At the start of the pandemic, public authorities and transport operators were quick to reassure the travelling public that they were taking every imaginable precaution to ensure safe mobility as restrictions took hold – a difficult narrative at a time when many were reluctant to spend any length of time in the confined space of a public transport vehicle with a sizeable number of strangers.

Those who needed to travel and could afford to, switched to individual mobility options like cars, bikes, e-scooters, eschewing public transport. There is ample evidence that the numbers of people using public transport declined significantly, whilst private car use has seen a surge in many European cities. This can partly be ascribed to mitigation measures introduced by many public transport authorities, such as reducing allowed capacity of a given vehicle to half or even less, as well as the promotion of active mobility modes, cycling and walking in particular. According to recent figures from the European Cycling Federation, more than 2,300km of new bike lanes have been put in place across the EU since the start of the pandemic, with plans for more in many urban centres.

There is a strand of public discourse, centred around the idea of building back better, that views the past year as a chance to reset the parameters of personal mobility and how the interplay between public and private modes of transport will shift.

Those businesses wanting to benefit from this recent shift in urban mobility will need to work with all levels of government and local authorities in order to ensure that the recent changes in personal mobility are permanent, rather than just a brief glimpse of what could have been: more liveable cities.

Public transport will continue to play an important role in the overall transport infrastructure of urban and also rural areas, particularly if the 90% emissions reduction by 2050 is to be achieved. Concepts such as Mobility as a Service, multimodal ticketing, increased digitalisation and better interconnectivity between different transport options are going to become increasingly important in the continued evolution of personal mobility.

Personal mobility is not just about travel to and from work, of course. The reasons and times when we need or want to travel are changing. With more of us indicating that we would like to continue working from home for at least part of the week where possible, established peak traffic times may become far more fluid. Public transport companies will have to review their operations and their timetables to take into account that more fluid demand. Private mobility businesses in turn will need to better integrate their services with mass transit networks.

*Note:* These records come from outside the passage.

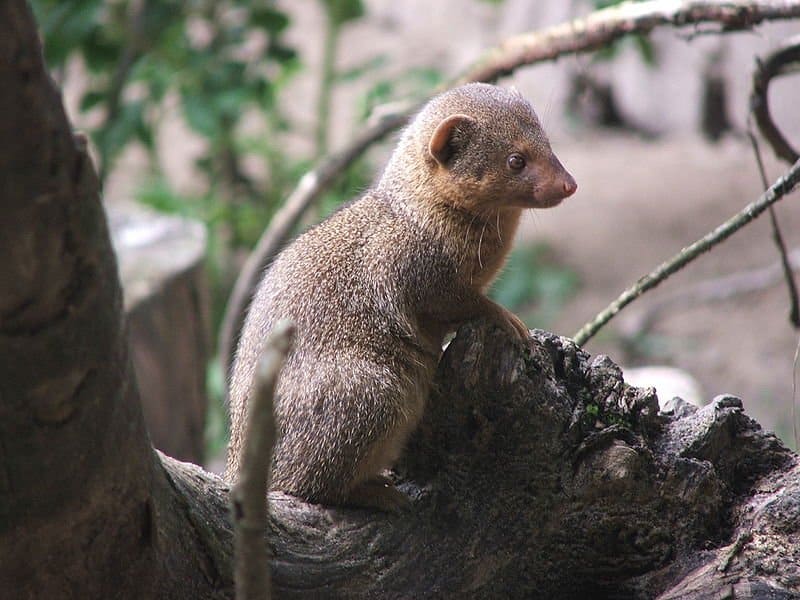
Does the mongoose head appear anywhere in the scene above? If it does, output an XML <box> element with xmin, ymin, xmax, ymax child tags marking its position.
<box><xmin>388</xmin><ymin>83</ymin><xmax>578</xmax><ymax>213</ymax></box>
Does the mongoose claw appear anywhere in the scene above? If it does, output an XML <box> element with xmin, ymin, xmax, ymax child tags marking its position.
<box><xmin>346</xmin><ymin>477</ymin><xmax>411</xmax><ymax>514</ymax></box>
<box><xmin>499</xmin><ymin>309</ymin><xmax>531</xmax><ymax>344</ymax></box>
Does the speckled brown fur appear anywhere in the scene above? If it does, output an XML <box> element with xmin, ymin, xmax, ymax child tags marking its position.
<box><xmin>227</xmin><ymin>84</ymin><xmax>576</xmax><ymax>510</ymax></box>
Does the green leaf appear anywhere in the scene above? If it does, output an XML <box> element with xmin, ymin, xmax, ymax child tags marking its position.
<box><xmin>250</xmin><ymin>6</ymin><xmax>289</xmax><ymax>34</ymax></box>
<box><xmin>322</xmin><ymin>0</ymin><xmax>365</xmax><ymax>25</ymax></box>
<box><xmin>181</xmin><ymin>94</ymin><xmax>219</xmax><ymax>138</ymax></box>
<box><xmin>80</xmin><ymin>91</ymin><xmax>106</xmax><ymax>112</ymax></box>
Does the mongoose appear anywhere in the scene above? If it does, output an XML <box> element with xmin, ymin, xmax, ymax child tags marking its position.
<box><xmin>227</xmin><ymin>83</ymin><xmax>577</xmax><ymax>511</ymax></box>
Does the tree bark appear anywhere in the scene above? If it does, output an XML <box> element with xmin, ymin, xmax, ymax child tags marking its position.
<box><xmin>0</xmin><ymin>0</ymin><xmax>800</xmax><ymax>598</ymax></box>
<box><xmin>114</xmin><ymin>203</ymin><xmax>211</xmax><ymax>464</ymax></box>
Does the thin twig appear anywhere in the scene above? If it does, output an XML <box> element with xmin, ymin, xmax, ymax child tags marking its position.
<box><xmin>230</xmin><ymin>321</ymin><xmax>294</xmax><ymax>600</ymax></box>
<box><xmin>573</xmin><ymin>160</ymin><xmax>800</xmax><ymax>346</ymax></box>
<box><xmin>218</xmin><ymin>0</ymin><xmax>800</xmax><ymax>373</ymax></box>
<box><xmin>747</xmin><ymin>36</ymin><xmax>800</xmax><ymax>329</ymax></box>
<box><xmin>620</xmin><ymin>248</ymin><xmax>800</xmax><ymax>339</ymax></box>
<box><xmin>750</xmin><ymin>35</ymin><xmax>800</xmax><ymax>164</ymax></box>
<box><xmin>747</xmin><ymin>122</ymin><xmax>800</xmax><ymax>329</ymax></box>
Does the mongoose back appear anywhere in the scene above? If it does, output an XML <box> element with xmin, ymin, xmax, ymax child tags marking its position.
<box><xmin>227</xmin><ymin>83</ymin><xmax>577</xmax><ymax>510</ymax></box>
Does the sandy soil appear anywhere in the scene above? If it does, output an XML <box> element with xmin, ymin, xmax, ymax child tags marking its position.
<box><xmin>522</xmin><ymin>134</ymin><xmax>800</xmax><ymax>443</ymax></box>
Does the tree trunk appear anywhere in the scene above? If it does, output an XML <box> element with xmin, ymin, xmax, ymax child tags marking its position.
<box><xmin>0</xmin><ymin>0</ymin><xmax>800</xmax><ymax>598</ymax></box>
<box><xmin>114</xmin><ymin>204</ymin><xmax>209</xmax><ymax>464</ymax></box>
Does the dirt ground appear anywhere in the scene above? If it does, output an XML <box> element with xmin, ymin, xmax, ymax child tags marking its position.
<box><xmin>522</xmin><ymin>133</ymin><xmax>800</xmax><ymax>445</ymax></box>
<box><xmin>83</xmin><ymin>0</ymin><xmax>800</xmax><ymax>446</ymax></box>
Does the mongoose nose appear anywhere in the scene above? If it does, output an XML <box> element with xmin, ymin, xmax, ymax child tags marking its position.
<box><xmin>564</xmin><ymin>177</ymin><xmax>578</xmax><ymax>198</ymax></box>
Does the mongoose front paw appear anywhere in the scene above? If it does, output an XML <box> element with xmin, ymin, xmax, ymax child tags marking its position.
<box><xmin>346</xmin><ymin>477</ymin><xmax>411</xmax><ymax>513</ymax></box>
<box><xmin>500</xmin><ymin>310</ymin><xmax>531</xmax><ymax>343</ymax></box>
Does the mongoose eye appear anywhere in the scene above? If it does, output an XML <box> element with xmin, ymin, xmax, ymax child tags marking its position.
<box><xmin>507</xmin><ymin>152</ymin><xmax>525</xmax><ymax>171</ymax></box>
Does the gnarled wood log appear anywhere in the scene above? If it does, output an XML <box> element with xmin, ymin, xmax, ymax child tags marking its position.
<box><xmin>0</xmin><ymin>0</ymin><xmax>800</xmax><ymax>598</ymax></box>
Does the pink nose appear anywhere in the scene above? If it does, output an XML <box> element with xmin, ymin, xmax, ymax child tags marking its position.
<box><xmin>564</xmin><ymin>175</ymin><xmax>578</xmax><ymax>198</ymax></box>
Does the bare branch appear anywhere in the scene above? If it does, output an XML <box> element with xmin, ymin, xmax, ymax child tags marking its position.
<box><xmin>219</xmin><ymin>0</ymin><xmax>800</xmax><ymax>373</ymax></box>
<box><xmin>747</xmin><ymin>123</ymin><xmax>800</xmax><ymax>329</ymax></box>
<box><xmin>573</xmin><ymin>160</ymin><xmax>800</xmax><ymax>346</ymax></box>
<box><xmin>747</xmin><ymin>36</ymin><xmax>800</xmax><ymax>329</ymax></box>
<box><xmin>230</xmin><ymin>321</ymin><xmax>294</xmax><ymax>600</ymax></box>
<box><xmin>750</xmin><ymin>35</ymin><xmax>800</xmax><ymax>164</ymax></box>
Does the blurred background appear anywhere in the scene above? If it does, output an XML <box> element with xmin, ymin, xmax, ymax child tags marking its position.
<box><xmin>32</xmin><ymin>0</ymin><xmax>800</xmax><ymax>469</ymax></box>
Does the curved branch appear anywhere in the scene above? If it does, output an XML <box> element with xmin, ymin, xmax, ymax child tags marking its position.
<box><xmin>218</xmin><ymin>0</ymin><xmax>800</xmax><ymax>374</ymax></box>
<box><xmin>750</xmin><ymin>35</ymin><xmax>800</xmax><ymax>164</ymax></box>
<box><xmin>573</xmin><ymin>160</ymin><xmax>800</xmax><ymax>346</ymax></box>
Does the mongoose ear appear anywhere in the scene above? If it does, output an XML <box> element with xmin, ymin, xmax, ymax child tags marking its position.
<box><xmin>428</xmin><ymin>114</ymin><xmax>476</xmax><ymax>166</ymax></box>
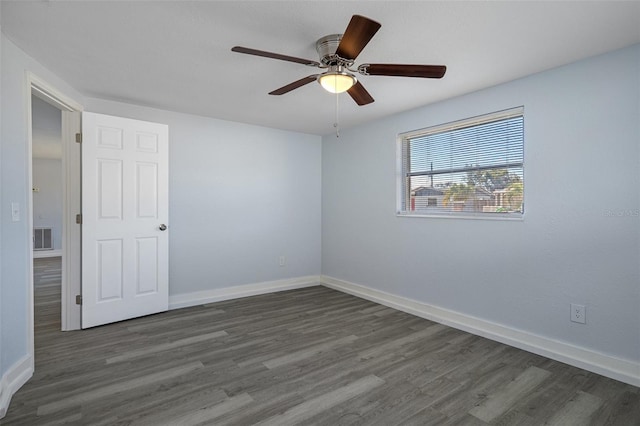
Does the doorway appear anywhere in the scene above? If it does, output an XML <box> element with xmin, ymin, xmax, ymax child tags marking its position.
<box><xmin>27</xmin><ymin>73</ymin><xmax>82</xmax><ymax>342</ymax></box>
<box><xmin>31</xmin><ymin>95</ymin><xmax>64</xmax><ymax>334</ymax></box>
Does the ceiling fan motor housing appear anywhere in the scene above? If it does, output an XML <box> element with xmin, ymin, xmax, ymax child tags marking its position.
<box><xmin>316</xmin><ymin>34</ymin><xmax>353</xmax><ymax>66</ymax></box>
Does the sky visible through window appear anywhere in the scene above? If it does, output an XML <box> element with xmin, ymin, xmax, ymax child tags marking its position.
<box><xmin>403</xmin><ymin>115</ymin><xmax>524</xmax><ymax>213</ymax></box>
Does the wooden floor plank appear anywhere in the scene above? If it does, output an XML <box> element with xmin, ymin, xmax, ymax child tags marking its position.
<box><xmin>0</xmin><ymin>258</ymin><xmax>640</xmax><ymax>426</ymax></box>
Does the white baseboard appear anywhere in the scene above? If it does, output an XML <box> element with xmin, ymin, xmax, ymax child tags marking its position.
<box><xmin>321</xmin><ymin>275</ymin><xmax>640</xmax><ymax>386</ymax></box>
<box><xmin>0</xmin><ymin>355</ymin><xmax>33</xmax><ymax>419</ymax></box>
<box><xmin>33</xmin><ymin>250</ymin><xmax>62</xmax><ymax>259</ymax></box>
<box><xmin>169</xmin><ymin>275</ymin><xmax>320</xmax><ymax>309</ymax></box>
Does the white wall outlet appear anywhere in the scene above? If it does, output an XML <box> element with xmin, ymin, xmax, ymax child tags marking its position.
<box><xmin>571</xmin><ymin>303</ymin><xmax>587</xmax><ymax>324</ymax></box>
<box><xmin>11</xmin><ymin>201</ymin><xmax>20</xmax><ymax>222</ymax></box>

All of this will require massive investment in upgrading and diversifying transport infrastructure within European cities as well as outside cities. The Commission’s Sustainable and Smart Mobility Strategy and the Fit for 55 package both aim to create the right conditions for the future of personal mobility to be both sustainable and safe. Having been active in this area for a number of years, the momentum we currently see in both public and corporate discourse around the future of mobility is exhilarating.